Anand: Nandan, while I have all along invested in stocks that appreciate in price in the short to medium term, I am now realising that in a volatile market it is safer to look for stocks that pay higher dividend

Nandan: Yes, Anand. Also, as you might be aware, Gujarat Government, last week, tweaked dividend rules and has directed State PSUs to pay minimum dividend at higher of 30 per cent of net profit or 5 per cent of net worth. With this the dividend income from these Gujarat PSU stocks is bound to increase manifold now.

Anand: True, Nandan. So, what are the ratios one needs to look at to identify companies that pay higher dividend?

Nandan: There are two key ratios to track when seeking to invest in the long term.

First one is the dividend pay-out ratio. Higher the dividend pay-out ratio, the better for the investor.

Anand: Can you explain the formula for computing it?

Nandan: Dividend pay-out is the proportion of dividend paid to investors as a percentage of the total post-tax profit. For instance, assume A company earns net profit of ₹100 core. If it distributes ₹30 crore as dividend, then the pay-out ratio will be 30 per cent. If they pay Rs ₹50 crore as dividend, then the dividend pay-out ratio will be 50 per cent. Companies typically determine the pay-out ratio depending on their business plans for the next few years. While companies that have lot of surplus cash share the profits and cash as dividend with investors, some companies use the profits to expand their business either for making additional capital investment or meeting working capital requirement.
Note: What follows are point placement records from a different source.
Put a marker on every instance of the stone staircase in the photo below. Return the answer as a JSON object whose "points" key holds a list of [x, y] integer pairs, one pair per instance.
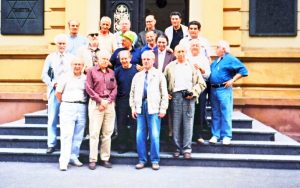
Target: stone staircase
{"points": [[254, 145]]}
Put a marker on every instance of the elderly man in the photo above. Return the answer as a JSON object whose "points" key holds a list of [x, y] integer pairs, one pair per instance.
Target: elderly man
{"points": [[225, 70], [176, 31], [124, 75], [89, 53], [73, 110], [148, 102], [127, 43], [151, 42], [162, 58], [201, 63], [107, 41], [56, 64], [194, 28], [150, 26], [125, 25], [184, 85], [102, 88], [75, 41]]}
Anand: Alright. What are the other ratios to look for?

Nandan: Dividend yield ratio is another important ratio to consider while deciding on a stock. This is basically computed by dividing the per share dividend by the stock price. For instance, if a company B declares dividend of ₹3 per share, and the stock currently trades at ₹60, then the dividend yield ratio is calculated as 3/60x100 = 5 per cent. Higher the yield, the better it is for investors. In other words, you earn a 5 per cent return on the investment, by way of dividend. Fundamentally sound stocks that consistently pay dividend will not only deliver capital appreciation but also dividend income, which will add to your overall return.

Anand: This is helpful Nandan. I now understand why pay-out ratio and dividend yield need to be looked at while identifying stocks for long-term investment.

Nandan: Definitely Anand, happy investing!